What can local stations offer in entertainment and information media that nobody else can? Localness, of course.Local means you know your audience’s unique interests and needs better than any national competitor. You live with them and can monitor and respond to subtle shifts that your competitors wouldn’t even notice. Since you can claim ownership of your net’s “home” for your brand, why not leverage that authenticity and relevance to own the local broadband subscriber’s homepage? Be their portal to the outside world.
Local doesn’t mean less access to the best talent and programming. You can attend the same markets as the gorillas, and your money is just as green.
Local does mean, however, that you have better access to local talent. Besides deconstructing the broadcaster/affiliate business model, technology has also laid waste the notion that all programming of any value comes from Hollywood. Hey, WCVB… check out itsjerrytime.com. It was produced in your backyard, by a former employee, and rivals the best of what’s available on Adult Swim.
- Collaborate for success.
How are networks and satellite/cable companies reacting to the same industry upheaval? They want to own everything they produce in all media, so they can exploit it anywhere and forever. Are they paying more for these expanded programming rights? Nope. Will they get the great content in the long run? Nope.The prevailing professional content distribution model on the web, through the likes of Brightcove, YouTube, Revver, etc., involves revenue sharing between producer and distributor. If TV networks think work-for-hire relationships will win them the loyalty of the next generation’s content producers, they’re wrong. The gates they’ve been guarding so militantly for years have come off the hinges. The walls of their garden are being overrun.
If local TV stations diverged from this course, and instead reached out to local producers, directors, writers and actors in a spirit of true collaboration, they might form mutually beneficial relationships and succeed in keeping this talent from fleeing to Hollywood.
Don’t believe me? Throw a party at your TV station for local producers, directors, and writers that have helped create a show for a national network, and see how many people attend. Offer them a fair production deal that values their talent equally with your ad sales, production, marketing and distribution expertise, and they’ll stay.

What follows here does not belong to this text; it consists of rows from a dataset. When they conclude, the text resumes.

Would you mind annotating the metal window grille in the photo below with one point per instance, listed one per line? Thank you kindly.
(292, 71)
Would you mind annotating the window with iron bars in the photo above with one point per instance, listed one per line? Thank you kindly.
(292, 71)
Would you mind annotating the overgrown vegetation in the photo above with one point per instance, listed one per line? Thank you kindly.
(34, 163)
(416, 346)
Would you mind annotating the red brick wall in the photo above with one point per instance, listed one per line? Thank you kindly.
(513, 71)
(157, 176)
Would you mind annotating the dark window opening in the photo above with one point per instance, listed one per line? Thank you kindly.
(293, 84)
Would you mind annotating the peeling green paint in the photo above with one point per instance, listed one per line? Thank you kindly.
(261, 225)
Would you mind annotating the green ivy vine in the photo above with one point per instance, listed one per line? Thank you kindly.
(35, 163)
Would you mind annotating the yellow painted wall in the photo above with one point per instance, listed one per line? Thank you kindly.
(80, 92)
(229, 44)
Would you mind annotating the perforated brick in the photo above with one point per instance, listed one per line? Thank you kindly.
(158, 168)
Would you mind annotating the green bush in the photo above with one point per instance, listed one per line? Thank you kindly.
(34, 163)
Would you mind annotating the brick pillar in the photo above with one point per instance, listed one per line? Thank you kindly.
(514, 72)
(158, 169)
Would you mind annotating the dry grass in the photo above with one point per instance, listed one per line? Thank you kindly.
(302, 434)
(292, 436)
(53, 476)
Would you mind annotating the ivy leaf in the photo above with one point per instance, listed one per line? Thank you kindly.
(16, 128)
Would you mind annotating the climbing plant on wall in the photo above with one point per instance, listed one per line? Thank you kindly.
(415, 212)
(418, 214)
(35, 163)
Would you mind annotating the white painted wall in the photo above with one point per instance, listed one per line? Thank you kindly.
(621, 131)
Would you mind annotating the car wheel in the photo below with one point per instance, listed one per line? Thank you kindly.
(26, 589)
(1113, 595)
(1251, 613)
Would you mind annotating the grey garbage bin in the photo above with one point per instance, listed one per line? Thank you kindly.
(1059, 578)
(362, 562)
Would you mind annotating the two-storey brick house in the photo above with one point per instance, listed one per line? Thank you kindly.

Consider creating an open and well-equipped “broadband lab” that creates low-cost web pilots across all genres, then dedicate more resources to those that resonate with audiences and advertisers. There is so little to lose, and quite a bit to gain. We’ll gladly help pull it together in Philly. And if it works, expect the 800-pound gorillas to imitate it. But, like pseudo-micro brews concocted by giant beer distributors, don’t expect them to get it right.
The future of television is wide open. Carpe Diem.